Pour ce qui est de notre travail, les exemples sont tous présentés sous trois formes : forme translittérée, caractères arabes et traduction française. Il existe pour la langue arabe plusieurs systèmes de translitération. Nous mentionnons à titre d’exemple le système de translitération fondé sur la norme DIN-31635. Ce système comporte un nombre élevé de caractères spéciaux, comme ṯ pour ث, ğ pour ج, ḥ pour ح et ḫ pour خ. Cela complique la rédaction, puisque ces caractères ne sont pas accessibles directement sur le clavier. Un autre système est celui adopté dans l’Encyclopédie de l’Islam (Bearman et al. 2002). Dans ce système, nous remarquons l’utilisation des digrammes.
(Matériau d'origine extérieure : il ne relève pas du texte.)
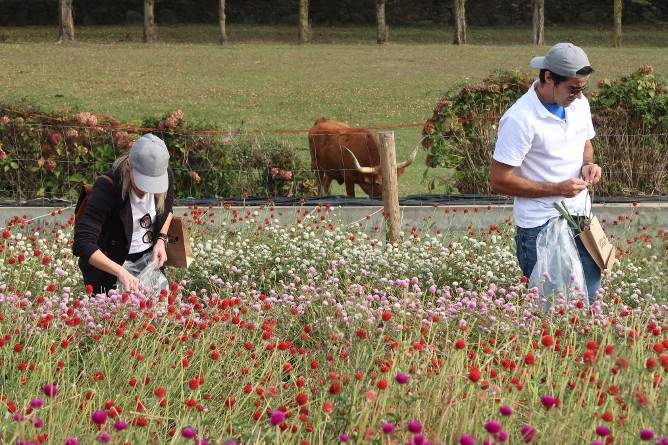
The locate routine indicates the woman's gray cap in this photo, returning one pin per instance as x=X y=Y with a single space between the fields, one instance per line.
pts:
x=564 y=59
x=149 y=160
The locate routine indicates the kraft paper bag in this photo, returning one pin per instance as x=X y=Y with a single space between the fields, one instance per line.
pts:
x=179 y=252
x=597 y=244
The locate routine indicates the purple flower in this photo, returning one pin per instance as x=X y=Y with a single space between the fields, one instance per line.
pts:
x=277 y=417
x=528 y=433
x=602 y=430
x=98 y=417
x=401 y=378
x=188 y=432
x=505 y=410
x=493 y=426
x=548 y=401
x=646 y=434
x=414 y=426
x=50 y=390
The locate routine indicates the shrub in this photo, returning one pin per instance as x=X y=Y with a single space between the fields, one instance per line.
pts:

Ces digrammes indiquent qu’il s’agit d’une translitération d’une seule lettre en arabe et non pas deux, comme kh pour خ et sh pour ش.

Dans notre cas, nous avons adopté le système Buckwalter (voir la table de Translitération au début de la thèse). La raison pour ce choix est que ce système est largement utilisé dans la communauté linguistique.

En ce qui concerne les outils de traitement, les outils de traitement automatique de l’arabe se basent généralement sur la translitération Buckwalter (Habash et al. 2007). Habash et al. (ibid. : 15) constatent que :

The Buckwalter Arabic transliteration [2] is a transliteration system that follows the standard encoding choices made for representing Arabic characters for computers. The Buckwalter transliteration has been used in many publications in natural language processing and in resources developed at the Linguistic Data Consortium (LDC). The main advantages of the Buckwalter transliteration are that it is a strict transliteration (i.e., one-to-one) and that it is written in ASCII characters.

Ce système est particulièrement intéressant puisqu’il n’emploie pas des caractères spéciaux que l’on ne trouve pas sur les claviers (par exemple ô, ‘ et –). Toutefois, lorsque ce système est utilisé, il faut reconvertir les textes en caractères arabes pour les lire. Dans la section 3.2, nous abordons la question de la translitération dans les ressources lexicales de l’ASM et nous montrons comment ces ressources utilisent la translitération Buckwalter.